Certainly that was true of the Veyron. Arguably no-one had ever gone for the flat-out jugular in a road-legal setting like Bugatti did in 2005. The car stunned the world with its 253.81mph v-max, removing the McLaren F1 and its 1998 240mph run from the top spot. Not only did it smash the record, it did it in purpose-built style; everyone waxing lyrical on just how composed the quad-turbo W16 machine was when closing in on terminal velocity. It wasn't just fast either, it was reputedly easy to drive and luxurious - and thanks to the quality assurance of a multinational conglomerate, it offered turn-key usability and reliability.
All that history and reputational heft is packed into the panels of the first Veyron bound for Britain, said to be the fifteenth car to exit the factory. As a 2006 build, it was delivered when the victory of the record was still fresh, complete with 'UK1' in its chassis code to signify its unique rank. In fact, the car was so early in the model cycle that is was apparently given pride of place on the Goodwood Festival of Speed lawn that year.

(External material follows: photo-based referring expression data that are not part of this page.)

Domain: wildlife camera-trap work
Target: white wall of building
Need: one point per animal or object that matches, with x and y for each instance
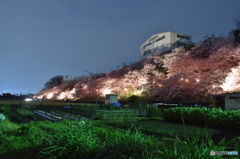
(163, 42)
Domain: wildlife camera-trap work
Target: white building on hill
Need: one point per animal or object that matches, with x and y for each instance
(163, 42)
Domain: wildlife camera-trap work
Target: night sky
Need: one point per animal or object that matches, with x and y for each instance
(40, 39)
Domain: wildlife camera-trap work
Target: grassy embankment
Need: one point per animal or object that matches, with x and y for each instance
(113, 138)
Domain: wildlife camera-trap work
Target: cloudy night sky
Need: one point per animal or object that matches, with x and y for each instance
(40, 39)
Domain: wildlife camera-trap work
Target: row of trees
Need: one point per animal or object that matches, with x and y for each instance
(211, 67)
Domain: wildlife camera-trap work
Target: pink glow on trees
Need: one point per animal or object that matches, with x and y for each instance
(232, 81)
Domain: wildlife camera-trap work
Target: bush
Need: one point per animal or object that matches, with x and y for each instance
(203, 117)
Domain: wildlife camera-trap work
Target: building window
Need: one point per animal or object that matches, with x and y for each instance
(147, 52)
(160, 38)
(183, 37)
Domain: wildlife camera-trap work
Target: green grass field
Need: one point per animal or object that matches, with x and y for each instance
(125, 138)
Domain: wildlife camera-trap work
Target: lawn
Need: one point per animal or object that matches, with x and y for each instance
(109, 138)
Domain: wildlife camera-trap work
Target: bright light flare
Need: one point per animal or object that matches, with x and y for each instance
(50, 95)
(106, 91)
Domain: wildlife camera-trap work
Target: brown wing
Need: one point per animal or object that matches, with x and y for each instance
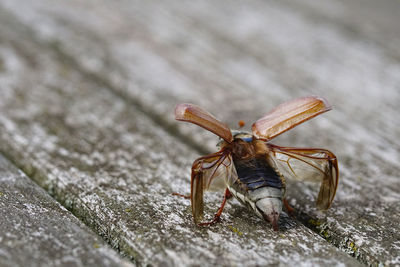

We hardly need to delve into the Veyron's specialness any deeper, its status as an eccentric, ego-satisfying experiment is well established, as is the engineering know-how which delivered its remarkable specification. As ever, gaining access to the four banks of cylinders in the W16 motor, an engine quite like no other, is probably worth the price of admission alone.
In the original car, it delivered 1,001hp and 922lb ft of torque, enabling a 2.5 second 0-62mph time as well as that maximum figure from the all-wheel drive chassis. The Veyron weighed 1.9-tonnes, of course - but power is power. Especially when the boost hits at its hardest from around 4,500rpm; those to sample it first-hand have likened the feeling to riding on an afterburner. Something we'd like to think the former owners of this particular car have experienced a few times, given the 10,100 miles of use in 14 years. Not bad for a car that cost one million euros when new.
The next custodian of UK1 won't exactly be making a killing on the depreciation either - the current asking price is £875,000, after all. Still, at least said buyer can make the purchase safe in the knowledge that the 'service and tyre package' was undertaken at H.R. Owen Bugatti in 2017 (costing £31,716) and that an annual service a year later replaced the front radiators, prop shaft, air con condenser, left-hand heat deflector and front handling flaps for £35,310. Epic running costs by any measure. But an epic car, too.